The wife of Renee Good, the woman who died this Wednesday in Minneapolis after being shot several times by a Trump immigration police agent, has issued a statement in which she thanks the support received in recent days and explains that they were there supporting their neighbors.
“We had whistles, they had weapons,” says the statement about the actions of the Immigration and Customs Enforcement Service (ICE) that is generating so many protests in the United States. This death would be the fifth during ICE operations under Donald Trump.
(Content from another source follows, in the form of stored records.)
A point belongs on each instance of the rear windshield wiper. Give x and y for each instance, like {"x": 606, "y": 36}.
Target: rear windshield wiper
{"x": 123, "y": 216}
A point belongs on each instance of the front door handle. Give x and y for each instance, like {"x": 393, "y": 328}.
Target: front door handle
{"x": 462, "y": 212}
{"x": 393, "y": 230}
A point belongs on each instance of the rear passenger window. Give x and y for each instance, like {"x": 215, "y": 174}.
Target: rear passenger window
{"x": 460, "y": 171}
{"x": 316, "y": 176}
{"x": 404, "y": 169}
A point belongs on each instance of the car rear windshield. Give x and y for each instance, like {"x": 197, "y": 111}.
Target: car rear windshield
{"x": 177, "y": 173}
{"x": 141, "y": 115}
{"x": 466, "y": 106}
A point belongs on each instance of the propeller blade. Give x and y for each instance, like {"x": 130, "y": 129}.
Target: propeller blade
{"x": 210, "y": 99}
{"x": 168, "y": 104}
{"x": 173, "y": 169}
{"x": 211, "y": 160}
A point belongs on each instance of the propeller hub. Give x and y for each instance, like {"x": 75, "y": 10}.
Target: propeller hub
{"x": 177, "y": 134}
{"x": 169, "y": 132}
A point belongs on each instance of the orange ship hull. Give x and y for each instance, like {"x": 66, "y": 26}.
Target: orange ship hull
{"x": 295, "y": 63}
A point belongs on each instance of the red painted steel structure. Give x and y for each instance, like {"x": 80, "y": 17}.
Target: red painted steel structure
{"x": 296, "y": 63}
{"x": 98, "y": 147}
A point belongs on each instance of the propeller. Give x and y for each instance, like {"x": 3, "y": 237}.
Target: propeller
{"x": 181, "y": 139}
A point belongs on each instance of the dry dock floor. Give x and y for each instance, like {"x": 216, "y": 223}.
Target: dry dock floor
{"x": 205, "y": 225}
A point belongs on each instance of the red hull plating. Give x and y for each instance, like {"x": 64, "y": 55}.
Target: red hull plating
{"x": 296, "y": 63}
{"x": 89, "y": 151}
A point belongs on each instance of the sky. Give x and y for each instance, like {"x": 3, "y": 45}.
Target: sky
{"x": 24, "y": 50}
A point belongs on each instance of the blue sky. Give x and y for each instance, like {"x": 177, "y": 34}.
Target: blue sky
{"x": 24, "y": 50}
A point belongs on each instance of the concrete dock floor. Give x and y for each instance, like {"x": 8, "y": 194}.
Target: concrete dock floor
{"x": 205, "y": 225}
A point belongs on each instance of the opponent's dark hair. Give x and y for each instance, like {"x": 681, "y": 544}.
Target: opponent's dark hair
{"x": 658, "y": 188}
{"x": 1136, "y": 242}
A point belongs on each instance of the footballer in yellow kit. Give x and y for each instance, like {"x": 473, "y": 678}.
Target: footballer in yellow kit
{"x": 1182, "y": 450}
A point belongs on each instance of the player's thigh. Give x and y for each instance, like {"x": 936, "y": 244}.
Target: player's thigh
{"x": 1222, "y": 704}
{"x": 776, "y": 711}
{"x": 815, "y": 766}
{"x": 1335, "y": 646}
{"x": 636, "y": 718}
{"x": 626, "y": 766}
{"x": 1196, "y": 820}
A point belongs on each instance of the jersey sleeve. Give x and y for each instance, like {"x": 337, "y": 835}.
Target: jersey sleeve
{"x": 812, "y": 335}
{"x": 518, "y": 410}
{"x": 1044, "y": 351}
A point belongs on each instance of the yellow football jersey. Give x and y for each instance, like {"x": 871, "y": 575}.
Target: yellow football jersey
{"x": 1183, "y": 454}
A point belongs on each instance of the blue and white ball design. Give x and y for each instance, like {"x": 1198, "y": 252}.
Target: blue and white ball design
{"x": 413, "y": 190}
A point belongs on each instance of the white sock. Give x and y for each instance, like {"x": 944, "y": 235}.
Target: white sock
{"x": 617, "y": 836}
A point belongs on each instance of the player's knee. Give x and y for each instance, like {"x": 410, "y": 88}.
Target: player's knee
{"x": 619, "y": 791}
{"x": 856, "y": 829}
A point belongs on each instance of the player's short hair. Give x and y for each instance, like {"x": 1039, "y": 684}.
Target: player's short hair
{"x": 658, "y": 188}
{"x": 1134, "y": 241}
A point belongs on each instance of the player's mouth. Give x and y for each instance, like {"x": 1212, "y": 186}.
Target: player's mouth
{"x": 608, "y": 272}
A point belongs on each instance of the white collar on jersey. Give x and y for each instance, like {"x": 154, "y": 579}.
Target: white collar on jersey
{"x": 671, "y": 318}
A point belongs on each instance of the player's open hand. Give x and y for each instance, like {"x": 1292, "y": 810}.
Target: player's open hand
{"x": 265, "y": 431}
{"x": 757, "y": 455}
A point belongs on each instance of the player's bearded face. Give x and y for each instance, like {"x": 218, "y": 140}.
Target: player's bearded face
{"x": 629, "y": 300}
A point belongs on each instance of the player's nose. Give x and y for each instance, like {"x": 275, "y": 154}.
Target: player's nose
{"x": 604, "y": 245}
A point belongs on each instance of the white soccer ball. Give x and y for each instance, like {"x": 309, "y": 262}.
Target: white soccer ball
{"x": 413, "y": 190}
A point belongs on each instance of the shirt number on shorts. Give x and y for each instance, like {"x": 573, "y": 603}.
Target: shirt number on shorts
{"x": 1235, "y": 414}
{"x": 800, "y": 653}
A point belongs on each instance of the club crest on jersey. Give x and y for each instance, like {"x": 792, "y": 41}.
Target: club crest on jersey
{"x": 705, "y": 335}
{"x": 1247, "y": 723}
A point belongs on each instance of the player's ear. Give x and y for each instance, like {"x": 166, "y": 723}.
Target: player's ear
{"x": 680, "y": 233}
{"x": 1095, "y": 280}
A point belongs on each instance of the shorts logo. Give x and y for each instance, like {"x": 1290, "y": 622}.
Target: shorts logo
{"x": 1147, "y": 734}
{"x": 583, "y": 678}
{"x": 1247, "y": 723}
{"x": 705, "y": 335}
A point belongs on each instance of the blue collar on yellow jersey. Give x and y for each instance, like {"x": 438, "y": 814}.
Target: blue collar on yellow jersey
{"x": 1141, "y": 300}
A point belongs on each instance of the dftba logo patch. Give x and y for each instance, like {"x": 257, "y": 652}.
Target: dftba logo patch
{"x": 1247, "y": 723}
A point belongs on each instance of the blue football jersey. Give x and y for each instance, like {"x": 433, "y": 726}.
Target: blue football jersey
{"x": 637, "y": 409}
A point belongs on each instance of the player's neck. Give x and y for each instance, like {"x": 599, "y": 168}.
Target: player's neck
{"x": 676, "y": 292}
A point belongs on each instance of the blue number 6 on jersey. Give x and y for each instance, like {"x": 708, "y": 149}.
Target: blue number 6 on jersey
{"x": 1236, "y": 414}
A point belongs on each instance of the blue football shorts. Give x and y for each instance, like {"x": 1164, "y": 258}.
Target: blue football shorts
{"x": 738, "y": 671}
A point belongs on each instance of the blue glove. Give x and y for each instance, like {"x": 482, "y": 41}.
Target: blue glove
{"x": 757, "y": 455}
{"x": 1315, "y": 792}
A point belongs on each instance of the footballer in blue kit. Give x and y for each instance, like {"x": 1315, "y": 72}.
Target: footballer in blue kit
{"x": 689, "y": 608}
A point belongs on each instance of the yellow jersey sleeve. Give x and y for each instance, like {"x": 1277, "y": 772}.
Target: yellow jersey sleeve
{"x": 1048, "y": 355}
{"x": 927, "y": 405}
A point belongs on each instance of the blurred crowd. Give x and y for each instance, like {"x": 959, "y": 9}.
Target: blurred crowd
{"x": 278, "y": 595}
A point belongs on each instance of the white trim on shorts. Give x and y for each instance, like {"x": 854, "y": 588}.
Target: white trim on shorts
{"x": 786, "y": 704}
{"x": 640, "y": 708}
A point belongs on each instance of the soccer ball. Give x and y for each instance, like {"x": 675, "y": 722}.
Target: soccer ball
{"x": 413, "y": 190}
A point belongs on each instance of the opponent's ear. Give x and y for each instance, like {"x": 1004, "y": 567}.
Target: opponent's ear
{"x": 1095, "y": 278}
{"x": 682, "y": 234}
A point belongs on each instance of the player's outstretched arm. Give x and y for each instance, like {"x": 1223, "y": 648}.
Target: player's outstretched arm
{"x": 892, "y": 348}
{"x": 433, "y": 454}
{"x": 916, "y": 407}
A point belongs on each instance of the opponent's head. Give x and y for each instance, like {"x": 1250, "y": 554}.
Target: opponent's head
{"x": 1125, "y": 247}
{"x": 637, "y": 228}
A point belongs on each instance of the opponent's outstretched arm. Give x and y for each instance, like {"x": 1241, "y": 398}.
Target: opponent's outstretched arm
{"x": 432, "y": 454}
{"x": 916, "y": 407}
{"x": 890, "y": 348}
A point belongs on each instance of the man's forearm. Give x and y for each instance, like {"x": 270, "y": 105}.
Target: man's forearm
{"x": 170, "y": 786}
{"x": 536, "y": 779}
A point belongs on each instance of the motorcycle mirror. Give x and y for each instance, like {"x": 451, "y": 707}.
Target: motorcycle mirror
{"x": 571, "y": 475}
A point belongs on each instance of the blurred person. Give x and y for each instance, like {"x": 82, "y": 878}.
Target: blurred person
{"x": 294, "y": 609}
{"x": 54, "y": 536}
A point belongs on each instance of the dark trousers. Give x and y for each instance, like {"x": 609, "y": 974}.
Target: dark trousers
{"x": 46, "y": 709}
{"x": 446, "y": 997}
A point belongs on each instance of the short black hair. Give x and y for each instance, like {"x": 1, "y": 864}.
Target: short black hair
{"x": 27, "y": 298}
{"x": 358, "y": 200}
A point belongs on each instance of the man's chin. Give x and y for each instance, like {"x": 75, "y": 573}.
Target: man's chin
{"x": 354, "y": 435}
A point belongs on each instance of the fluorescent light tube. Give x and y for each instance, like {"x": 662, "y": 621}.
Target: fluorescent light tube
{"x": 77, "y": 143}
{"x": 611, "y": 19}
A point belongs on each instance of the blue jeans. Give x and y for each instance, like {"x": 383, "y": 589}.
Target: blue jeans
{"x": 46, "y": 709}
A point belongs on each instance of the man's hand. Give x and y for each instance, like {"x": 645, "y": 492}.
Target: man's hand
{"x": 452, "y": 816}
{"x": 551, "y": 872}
According to several American media outlets, Good was a legal observer, that is, a person in charge of monitoring the actions of federal agents and ensuring that the rights of the affected people are respected. He leaves three children, the youngest of them six years old.
“We were raising our son to believe that, no matter where you come from or what you are like, we all deserve compassion and kindness (…) Renee lived by a fundamental belief: there is goodness in the world and we must do everything we can to find it where it resides and cultivate it where it needs to grow,” the statement explains.
“We honor his memory by living his values: rejecting hate and choosing compassion, turning away from fear and seeking peace, rejecting division and knowing that we must come together to build a world where we can all return home safely to the people we love,” his wife’s statement reads.
This event has caused hundreds of people to take to the streets in Minneapolis in protest against the “abuses” of ICE agents. “ICE out now! Out of the city now!” protesters chanted.
In the hours after Good’s death, the city’s mayor, Jacob Frey, publicly accused ICE of “killing people” and demanded that they leave. “What they are doing is not giving security to the United States, what they are doing is causing chaos and mistrust. They are separating families, they are sowing chaos in our cities and, in this case, they are literally killing people,” he said.